My camera gear was in my carry-on & when we got to boarding @ Toronto I was told I would have to check it, as the flight was full & no room for it in the cabin. I explained it had expensive fragile equipment inside so I could not check it. I was told to remove the fragile stuff & check it. I refused & took the bag with me onto the plane to find 80% of the overhead bins empty.

After the return flight from Newfoundland my suitcase came off the carousel missing a wheel & the corner of the bag mushy.
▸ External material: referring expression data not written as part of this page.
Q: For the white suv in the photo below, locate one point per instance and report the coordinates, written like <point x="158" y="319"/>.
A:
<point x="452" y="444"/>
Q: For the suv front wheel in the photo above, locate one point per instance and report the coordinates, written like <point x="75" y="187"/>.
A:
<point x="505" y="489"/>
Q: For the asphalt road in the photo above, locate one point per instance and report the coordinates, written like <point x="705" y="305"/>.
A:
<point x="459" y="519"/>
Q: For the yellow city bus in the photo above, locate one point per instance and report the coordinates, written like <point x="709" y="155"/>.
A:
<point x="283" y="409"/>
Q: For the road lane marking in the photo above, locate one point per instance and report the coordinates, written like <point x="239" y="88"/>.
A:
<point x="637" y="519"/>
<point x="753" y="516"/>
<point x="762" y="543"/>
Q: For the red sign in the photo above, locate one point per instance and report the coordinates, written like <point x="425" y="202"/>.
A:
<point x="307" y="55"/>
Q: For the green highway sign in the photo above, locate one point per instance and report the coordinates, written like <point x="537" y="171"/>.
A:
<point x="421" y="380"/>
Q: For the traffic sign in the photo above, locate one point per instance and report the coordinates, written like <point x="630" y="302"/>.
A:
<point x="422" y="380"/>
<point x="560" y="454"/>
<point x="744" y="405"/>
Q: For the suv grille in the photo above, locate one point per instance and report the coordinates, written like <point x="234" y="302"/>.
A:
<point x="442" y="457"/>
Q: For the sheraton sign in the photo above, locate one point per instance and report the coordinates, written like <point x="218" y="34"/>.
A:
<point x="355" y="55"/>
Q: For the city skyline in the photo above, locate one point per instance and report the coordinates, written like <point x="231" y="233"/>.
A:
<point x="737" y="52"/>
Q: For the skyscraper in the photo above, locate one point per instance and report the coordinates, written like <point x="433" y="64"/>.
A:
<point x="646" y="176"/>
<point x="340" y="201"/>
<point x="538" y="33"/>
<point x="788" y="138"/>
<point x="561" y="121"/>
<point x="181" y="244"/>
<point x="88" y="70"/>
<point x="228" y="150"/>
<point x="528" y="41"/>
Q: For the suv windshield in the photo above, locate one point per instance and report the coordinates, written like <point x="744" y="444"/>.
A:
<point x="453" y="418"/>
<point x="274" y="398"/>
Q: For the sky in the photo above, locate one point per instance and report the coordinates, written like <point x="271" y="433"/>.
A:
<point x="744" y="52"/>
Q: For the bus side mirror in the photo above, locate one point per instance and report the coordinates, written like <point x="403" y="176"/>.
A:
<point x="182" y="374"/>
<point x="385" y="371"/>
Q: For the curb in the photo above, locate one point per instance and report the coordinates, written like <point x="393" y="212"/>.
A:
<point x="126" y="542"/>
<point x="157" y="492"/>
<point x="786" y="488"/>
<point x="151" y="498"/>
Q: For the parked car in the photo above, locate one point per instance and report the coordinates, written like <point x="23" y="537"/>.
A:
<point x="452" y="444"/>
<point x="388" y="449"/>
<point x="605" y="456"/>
My wife's bag was also caved in.


----------



## tecboy (Jun 30, 2017)

Time for you to spend a lot more and much more durable case.


----------



## SCraig (Jun 30, 2017)

Agreed.  And for the same reason.  I won't check my camera equipment, it's too fragile.  I had a checked bag come back to me beat all to pieces, and had my camera been in there it to would have been beat to pieces.


----------



## ZombiesniperJr (Jun 30, 2017)

Was your gear in?


----------



## tirediron (Jun 30, 2017)

You flew Air Canada and that's the worst that happened?  I'd be singing Hallelujah!


----------



## Ron Evers (Jun 30, 2017)

ZombiesniperJr said:


> Was your gear in?



Not in that checked bag but in a camera bag inside my carry-on.


----------



## SquarePeg (Jul 5, 2017)

We had this happen to us on several flights last year. The airline asked for, and in one case insisted, on people gate checking their carry-on items only for us to get on board and find at least a third of the overhead bins were empty.  Several different airlines.   On the one trip where I had a small roller bag full of camera gear, I told him I would have to remove all of my camera gear before I would give them my bag and the FA rudely told me just to "go ahead and get on".


----------